Dann geht es nur noch darum, die Comics von den Feinden des Papiers fernzuhalten, vom alternden Zeitungspapier bis zum glänzend beschichteten Papier: Hitze, Licht, Feuchtigkeit, Luft und Säure. Jeder dieser Faktoren löst chemische Veränderungen aus, die die Zerbrechlichkeit des Papiers angreifen. Die meisten von uns entscheiden sich außerdem dafür, ihre Comics in Kartons zu verpacken.

Boxen
Don und ich bewahrten einige unserer Comics und anderen Zeitschriften in so genannten "Chicken Boxes" auf, d. h. in wasserdichten Pappkartons, die für den Versand von Tiefkühlhühnern an Lebensmittelläden verwendet werden. Wenn ich mich recht erinnere, war es der Comic-Historiker und Künstler Craig Yoe, der uns auf diese Vorrichtungen aufmerksam machte, die stabil und leicht zu beschriften, zu stapeln und zu transportieren waren. Aber auch bei den Schachteln wurden Spezialkisten, die speziell für Comics und Comicmagazine entworfen wurden, zum Standard bei den Anbietern von Sammlerbedarf. Heutzutage können Sammler leicht in Katalogen und Online-Angeboten nachsehen, was für ihre Zwecke am besten geeignet ist. (Ich empfehle Ihnen, daran zu denken, dass so genannte "Longboxen" nicht dafür ausgelegt sind, dass man sie leicht anheben kann, wenn sie mit dicht gedrängten Comics gefüllt sind. Leistenbrüche sind kein Spaß.)
Also . . .
Taschen, Kartons und Schachteln gehören zum Standardarsenal derjenigen, die ihre Sammlungen schützen wollen. Versicherungen, sichere Aufbewahrungsorte und ähnliche Überlegungen sind für manche ein Bonus, aber fast alle Comic-Liebhaber von heute setzen auf Plastik und Kisten, um sich zu schützen.

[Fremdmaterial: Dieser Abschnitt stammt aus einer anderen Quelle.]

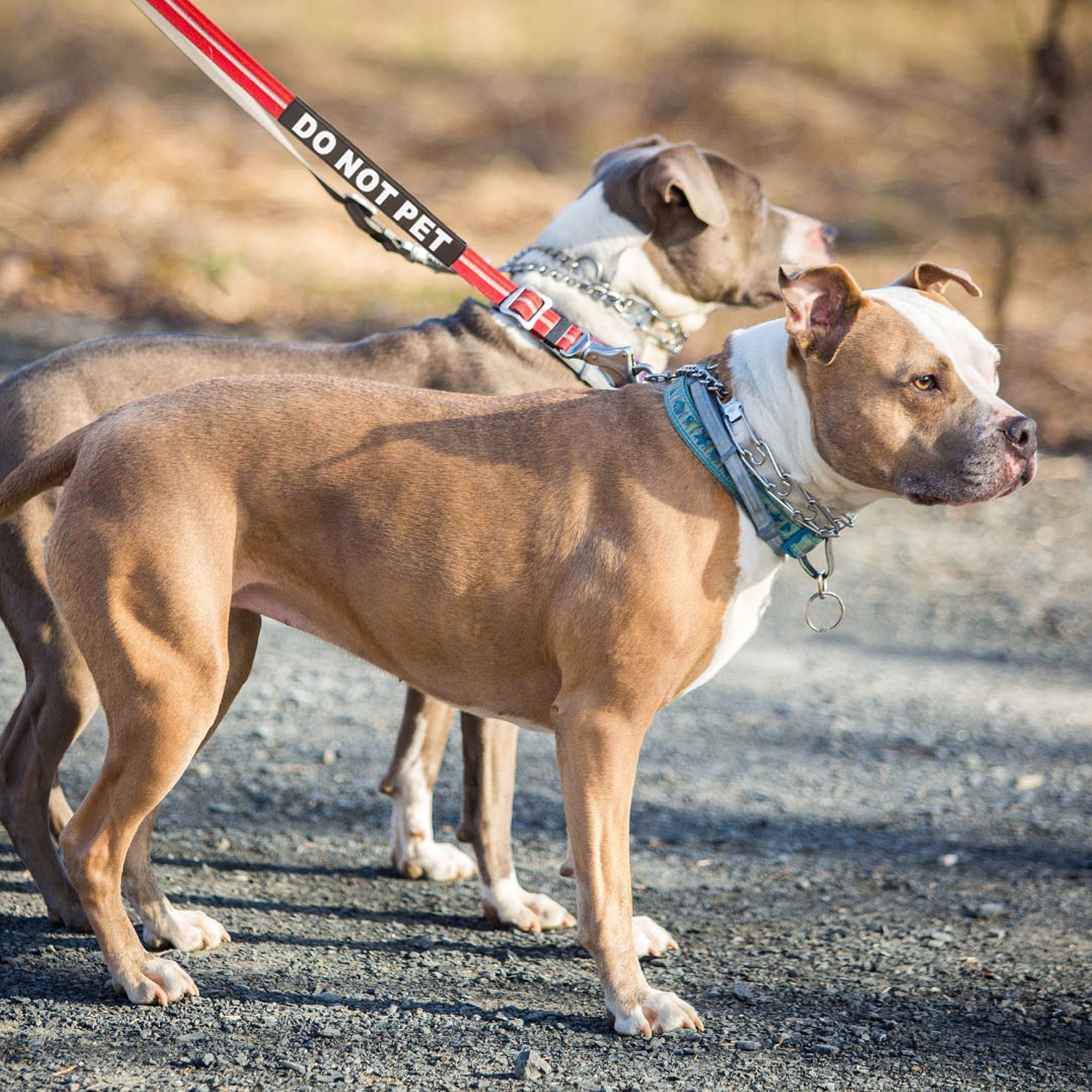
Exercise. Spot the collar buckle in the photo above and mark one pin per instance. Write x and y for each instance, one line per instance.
(526, 305)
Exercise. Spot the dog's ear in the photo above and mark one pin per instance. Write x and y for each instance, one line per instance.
(929, 277)
(822, 304)
(623, 150)
(679, 177)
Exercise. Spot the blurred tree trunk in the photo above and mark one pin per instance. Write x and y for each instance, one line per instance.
(1042, 114)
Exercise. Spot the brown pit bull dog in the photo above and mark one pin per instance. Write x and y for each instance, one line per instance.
(561, 561)
(684, 230)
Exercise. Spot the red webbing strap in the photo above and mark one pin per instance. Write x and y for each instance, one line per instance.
(248, 84)
(238, 65)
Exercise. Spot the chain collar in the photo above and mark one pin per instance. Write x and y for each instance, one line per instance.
(777, 484)
(571, 270)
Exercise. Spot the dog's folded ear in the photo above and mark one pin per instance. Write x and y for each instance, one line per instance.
(680, 177)
(930, 277)
(655, 184)
(624, 150)
(822, 304)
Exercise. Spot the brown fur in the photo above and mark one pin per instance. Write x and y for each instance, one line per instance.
(466, 351)
(187, 512)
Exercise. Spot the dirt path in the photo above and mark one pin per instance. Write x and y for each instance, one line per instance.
(873, 848)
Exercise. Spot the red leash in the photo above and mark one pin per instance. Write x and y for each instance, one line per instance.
(283, 115)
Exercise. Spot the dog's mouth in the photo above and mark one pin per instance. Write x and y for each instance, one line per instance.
(762, 299)
(1007, 488)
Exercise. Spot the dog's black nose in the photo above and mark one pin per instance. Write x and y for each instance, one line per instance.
(1020, 432)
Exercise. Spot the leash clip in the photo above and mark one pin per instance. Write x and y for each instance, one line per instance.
(614, 361)
(822, 594)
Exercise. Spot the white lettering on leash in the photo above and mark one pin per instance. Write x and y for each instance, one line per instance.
(386, 191)
(442, 239)
(421, 230)
(305, 127)
(350, 164)
(367, 181)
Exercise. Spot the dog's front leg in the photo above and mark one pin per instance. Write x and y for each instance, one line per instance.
(410, 782)
(598, 753)
(489, 780)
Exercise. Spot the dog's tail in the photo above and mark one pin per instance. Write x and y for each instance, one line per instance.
(41, 472)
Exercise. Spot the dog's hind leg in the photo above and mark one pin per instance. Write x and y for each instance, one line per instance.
(162, 687)
(60, 699)
(489, 780)
(598, 752)
(164, 925)
(410, 782)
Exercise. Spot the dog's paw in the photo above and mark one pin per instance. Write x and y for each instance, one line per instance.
(659, 1014)
(508, 906)
(157, 982)
(187, 931)
(421, 859)
(651, 940)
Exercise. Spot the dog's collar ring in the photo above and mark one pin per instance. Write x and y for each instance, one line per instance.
(636, 311)
(823, 594)
(823, 597)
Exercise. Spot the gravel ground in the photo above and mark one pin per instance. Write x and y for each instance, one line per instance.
(873, 848)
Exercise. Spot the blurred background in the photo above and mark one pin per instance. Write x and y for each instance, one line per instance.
(134, 195)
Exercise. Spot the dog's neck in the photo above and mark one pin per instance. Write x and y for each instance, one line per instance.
(588, 228)
(778, 410)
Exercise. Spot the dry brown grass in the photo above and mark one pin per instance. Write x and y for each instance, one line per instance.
(129, 186)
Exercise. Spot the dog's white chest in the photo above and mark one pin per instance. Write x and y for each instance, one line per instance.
(758, 567)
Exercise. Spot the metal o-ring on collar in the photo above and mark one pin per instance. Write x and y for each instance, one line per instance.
(824, 596)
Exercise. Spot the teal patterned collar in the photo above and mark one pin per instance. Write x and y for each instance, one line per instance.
(705, 424)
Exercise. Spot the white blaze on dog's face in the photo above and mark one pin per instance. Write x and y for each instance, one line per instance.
(903, 388)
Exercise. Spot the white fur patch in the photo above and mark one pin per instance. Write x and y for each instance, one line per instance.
(955, 336)
(758, 567)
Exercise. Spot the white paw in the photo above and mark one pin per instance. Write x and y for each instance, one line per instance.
(187, 931)
(651, 940)
(159, 982)
(507, 905)
(660, 1013)
(423, 859)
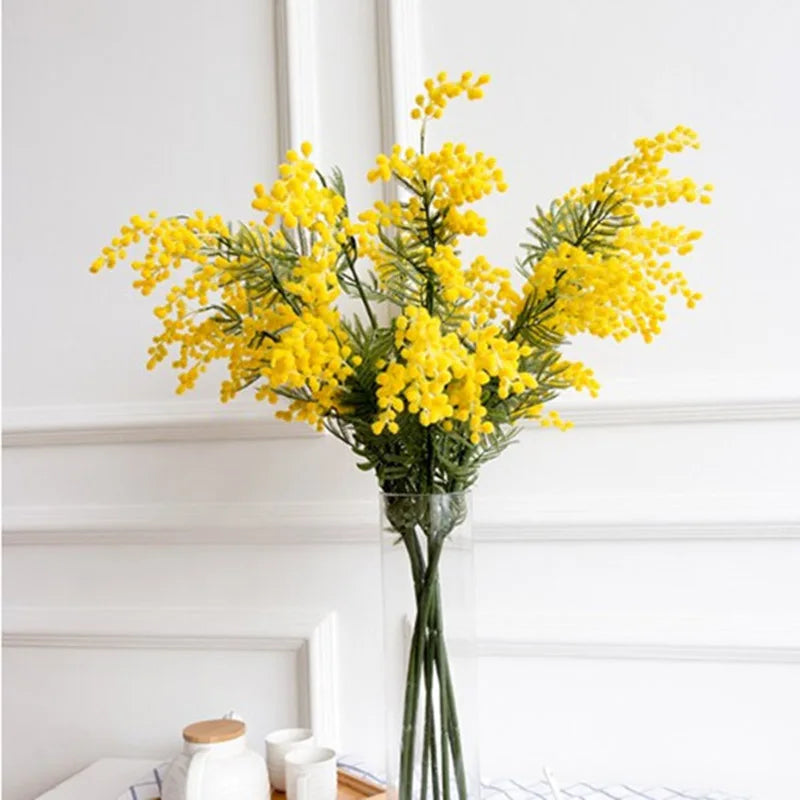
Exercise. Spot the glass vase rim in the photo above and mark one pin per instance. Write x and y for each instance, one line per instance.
(462, 493)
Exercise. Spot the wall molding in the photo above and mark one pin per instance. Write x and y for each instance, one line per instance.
(311, 635)
(399, 69)
(296, 71)
(132, 423)
(190, 421)
(640, 651)
(670, 517)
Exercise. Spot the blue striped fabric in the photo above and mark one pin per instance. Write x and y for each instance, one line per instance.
(149, 788)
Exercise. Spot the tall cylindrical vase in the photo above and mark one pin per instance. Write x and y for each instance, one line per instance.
(430, 649)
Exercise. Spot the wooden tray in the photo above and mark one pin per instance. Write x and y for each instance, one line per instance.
(351, 787)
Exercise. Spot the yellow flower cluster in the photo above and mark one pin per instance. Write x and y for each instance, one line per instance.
(171, 241)
(292, 339)
(450, 178)
(613, 294)
(642, 180)
(615, 291)
(439, 92)
(298, 199)
(441, 377)
(262, 296)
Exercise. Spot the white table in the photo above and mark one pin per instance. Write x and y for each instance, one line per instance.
(106, 779)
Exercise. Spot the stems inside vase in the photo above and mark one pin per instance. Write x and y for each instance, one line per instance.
(429, 672)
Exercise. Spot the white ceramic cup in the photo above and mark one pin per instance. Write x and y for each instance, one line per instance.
(279, 743)
(311, 774)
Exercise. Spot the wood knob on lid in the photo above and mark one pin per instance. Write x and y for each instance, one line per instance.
(211, 731)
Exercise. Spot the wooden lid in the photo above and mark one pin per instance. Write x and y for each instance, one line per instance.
(211, 731)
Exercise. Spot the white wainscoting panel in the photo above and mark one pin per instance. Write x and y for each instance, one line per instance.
(127, 680)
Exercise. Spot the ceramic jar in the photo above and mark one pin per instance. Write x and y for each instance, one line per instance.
(216, 765)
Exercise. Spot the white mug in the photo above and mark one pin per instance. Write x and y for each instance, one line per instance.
(311, 774)
(279, 743)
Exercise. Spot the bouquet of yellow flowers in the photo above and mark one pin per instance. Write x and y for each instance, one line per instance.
(447, 358)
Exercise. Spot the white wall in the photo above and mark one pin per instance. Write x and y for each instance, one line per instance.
(639, 609)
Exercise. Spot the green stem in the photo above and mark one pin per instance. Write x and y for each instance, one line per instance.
(424, 600)
(429, 752)
(450, 720)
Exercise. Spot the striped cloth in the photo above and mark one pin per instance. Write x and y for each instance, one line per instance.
(149, 788)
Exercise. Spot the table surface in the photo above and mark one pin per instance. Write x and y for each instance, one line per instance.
(106, 779)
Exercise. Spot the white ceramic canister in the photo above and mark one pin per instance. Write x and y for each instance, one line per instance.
(216, 765)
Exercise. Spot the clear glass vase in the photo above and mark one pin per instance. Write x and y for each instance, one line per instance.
(429, 646)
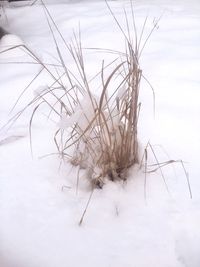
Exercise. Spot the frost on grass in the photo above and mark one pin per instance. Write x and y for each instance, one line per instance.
(96, 132)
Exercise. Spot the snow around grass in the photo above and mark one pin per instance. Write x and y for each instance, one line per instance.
(39, 206)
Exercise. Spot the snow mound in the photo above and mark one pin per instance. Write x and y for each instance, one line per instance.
(11, 46)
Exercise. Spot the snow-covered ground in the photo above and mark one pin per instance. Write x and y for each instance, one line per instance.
(39, 207)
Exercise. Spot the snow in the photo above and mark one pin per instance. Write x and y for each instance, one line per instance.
(40, 209)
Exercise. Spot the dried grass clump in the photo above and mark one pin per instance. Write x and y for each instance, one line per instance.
(103, 129)
(97, 133)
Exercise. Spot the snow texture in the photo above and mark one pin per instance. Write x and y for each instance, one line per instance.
(39, 206)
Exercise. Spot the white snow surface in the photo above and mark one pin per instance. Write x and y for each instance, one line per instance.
(39, 206)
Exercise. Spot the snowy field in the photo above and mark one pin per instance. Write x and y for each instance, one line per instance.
(39, 206)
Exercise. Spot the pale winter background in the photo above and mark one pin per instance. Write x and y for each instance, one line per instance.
(39, 206)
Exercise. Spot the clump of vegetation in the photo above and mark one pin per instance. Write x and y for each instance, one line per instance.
(97, 133)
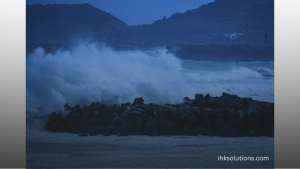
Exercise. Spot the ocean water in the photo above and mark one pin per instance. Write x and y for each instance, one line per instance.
(96, 73)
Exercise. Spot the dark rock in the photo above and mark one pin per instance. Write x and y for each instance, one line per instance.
(207, 96)
(138, 101)
(83, 134)
(225, 94)
(199, 96)
(53, 117)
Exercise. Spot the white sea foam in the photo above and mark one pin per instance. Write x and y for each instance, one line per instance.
(95, 72)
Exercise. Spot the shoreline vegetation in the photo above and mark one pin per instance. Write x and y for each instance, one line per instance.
(225, 116)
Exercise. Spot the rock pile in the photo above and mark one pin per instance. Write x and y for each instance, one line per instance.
(228, 116)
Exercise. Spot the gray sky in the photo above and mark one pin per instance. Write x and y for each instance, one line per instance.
(135, 12)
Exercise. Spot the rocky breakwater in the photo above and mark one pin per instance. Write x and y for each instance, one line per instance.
(227, 116)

Ein abschließender Gedanke
Eine Variante des Boxens war früher weit verbreitet, und Bibliothekare im ganzen Land trauern immer noch um die "Magafiles" (U.S. Pat. No. 2337607) von The Magafile Co. of St. Louis. Sie sind seit vielen Jahren nicht mehr erhältlich; wir haben vor mehr als drei Jahrzehnten begonnen, unsere zu kaufen. Aber Achtung: Patente werden für einen begrenzten Zeitraum erteilt. Gebrauchsmusterrechte gelten in der Regel bis zu 17 Jahre nach der Erteilung des Patents; Geschmacksmusterrechte gelten bis zu 14 Jahre nach der Erteilung des Patents. All dies bedeutet, dass (meiner nichtjuristischen Meinung nach) jeder in der Lage sein sollte, diese Zeitschriftenordner zu erstellen. Wahrscheinlich gibt es immer noch Bibliothekare, die gerne ihre Dokumente in diese Hüllen stecken würden. (Wir haben unsere Comics aus dem Silbernen Zeitalter in Ordnern der Größe 4D aufbewahrt - aber die gab es in verschiedenen Halterungen.) Dank ihres Designs konnten die Ordner einen oder mehrere Comics sicher in einem normalen Bücherregal aufbewahren. Kommt schon, Leute! Wer wird der Erste sein, der diese Art von Comicboxen wieder einführt?
Wie dem auch sei, das Motto für Sammler könnte lauten: Für alle Fälle einpacken!
Maggie's World von Maggie Thompson erscheint jeden ersten Dienstag im Monat auf Toucan!